Click the Solution Password link to change the password from the default. You can add alternative CardSpace and X.509 certificates as credentials on this page.

Creating a Storage Account in the Azure Developer Portal

The third e-mail message is an Invitation Code to Windows Azure message from azinvite@microsoft.com with a GUID token to create an Azure Developer Portal Account for a project at http://lx.azure.microsoft.com. Projects provide access to Azure Storage and Compute resources. (You are allowed to create two storage projects in the November CTP.)

Click the New Project link of the Developer Portal’s home page to open the Create a New Service Component page:

Click the Storage Account button to open the Create a ProjectProject Properties page. Type a unique name and optional description of the storage account in the text boxes:

Click Next to open the Create a Project – Storage Account page and type a unique name the project’s storage account:

Click Create to create the project and its storage account and list endpoints for Blob, Queue, and Table storage sevices, as well as a primary and secondary Access keys (128-byte SHA1 hash values) that serve as storage access tokens (passwords):

Creating a Hosted Services Project in the Azure Developer Portal

Return to the Create a New Service Component page and click the Hosted Services button to open the Create a Project – Hosted Service page and type a unique name for the hosted service:

Click Create to open the Hosted Service project page, which displays the 16-character Application ID, auto-assigned domain name, URL for this page, and a Base64-encoded “secret key.”

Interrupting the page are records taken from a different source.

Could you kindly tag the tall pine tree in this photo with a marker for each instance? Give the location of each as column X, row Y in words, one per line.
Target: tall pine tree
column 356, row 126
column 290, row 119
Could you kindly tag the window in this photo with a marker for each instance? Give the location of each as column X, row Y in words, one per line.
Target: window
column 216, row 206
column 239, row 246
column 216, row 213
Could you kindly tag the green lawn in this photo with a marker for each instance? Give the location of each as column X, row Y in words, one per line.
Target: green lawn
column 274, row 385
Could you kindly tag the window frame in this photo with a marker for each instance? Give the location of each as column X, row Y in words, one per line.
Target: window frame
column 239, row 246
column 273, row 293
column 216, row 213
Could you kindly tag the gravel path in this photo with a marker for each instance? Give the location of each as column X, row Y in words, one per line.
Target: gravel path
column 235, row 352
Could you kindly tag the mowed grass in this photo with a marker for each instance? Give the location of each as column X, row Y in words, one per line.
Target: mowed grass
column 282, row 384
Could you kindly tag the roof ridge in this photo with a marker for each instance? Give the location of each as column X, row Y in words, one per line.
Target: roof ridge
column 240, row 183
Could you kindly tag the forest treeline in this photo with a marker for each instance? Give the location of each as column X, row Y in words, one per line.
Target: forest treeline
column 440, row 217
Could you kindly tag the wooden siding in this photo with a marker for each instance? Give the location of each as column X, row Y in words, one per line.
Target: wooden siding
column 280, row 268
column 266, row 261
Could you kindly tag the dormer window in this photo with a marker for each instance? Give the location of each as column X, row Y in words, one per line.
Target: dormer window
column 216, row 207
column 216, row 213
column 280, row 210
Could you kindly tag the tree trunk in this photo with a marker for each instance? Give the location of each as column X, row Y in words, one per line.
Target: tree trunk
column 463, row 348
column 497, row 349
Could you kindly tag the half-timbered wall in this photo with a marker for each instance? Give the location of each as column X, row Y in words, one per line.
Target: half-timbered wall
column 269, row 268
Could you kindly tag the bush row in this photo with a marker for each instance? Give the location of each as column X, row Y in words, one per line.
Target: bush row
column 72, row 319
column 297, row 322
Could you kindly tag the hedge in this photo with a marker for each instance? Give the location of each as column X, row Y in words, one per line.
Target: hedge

Save these values in a safe place.

You will return to the preceding page when you publish your application to the hosted service you just created in the Deploying a Service on Windows Azure technical article by Jim Nakashima. You must enter your ApplicationID in the Portal Page of the project’s Properties Sheet when you deploy the project.

Click Learn More to open Live Services’ home page. You need a separate invitation to create Live Services with the Live Services SDK.

This completes your registration for SQL Services, .NET Services, and Azure Storage and Hosted Compute services.

Add the following links to you favorites menu or toolbar:

The Windows Azure SDK includes basic sample projects that demonstrate programming these services.

An Automated Test Harness for SQL Data Services

You can give SQL Data Services a test drive with this SQL Data Services (SDS) Test Harness Updated to the Windows Azure Services Platform that uploads the complete Northwind sample database (original eight tables only) to your SDS project:

5 comments:

Anonymous said...

Thanks for describing that. Only now do I realize that I never received the 3rd email. Instead I was sent the second email twice. Without your walkthrough, how would anyone even know what they are missing?

Anonymous said...

To be clear - there is no "Windows Azure Services Platform (WASP)". You are conflating two different things.

There is the Azure Services Platform. Part of the Azure Services Platform is "Windows Azure" - unfortunately named to be sure. This is the compute and essential services layer at the bottom of the ASP (Azure Services Platform).

Above Windows Azure, we have .NET Services, SQL Services, and Live Services (and two others that are not talked about yet - Sharepoint and CRM services). Together, all these make up the Azure Services Platform.

Hope that helps

Roger Jennings (--rj) said...

@anonymous,

Identifying yourself as a Microsoft representative would give credibility to your comment.

As it stands, I see no reason to change the post's title.

--rj

Anonymous said...

That was me and it wasn't an attempt to hide who I am. It was merely a misunderstanding of the commenting engine at blogger that made me anonymous.

Of course, you don't have to believe me - you can keep the title as you like. I am only trying to clarify for you the relationship between the services as I have witnessed some confusion due to the "Azure" name both in a particular service (Windows Azure) as well as the umbrella term (Azure Services Platform).

Roger Jennings (--rj) said...

@ryan dunn

Sorry, Ryan, didn't know it was you. Unfortunately I can't change the title because "Windows" is part of the URL, but I have corrected the term elsewhere with an update.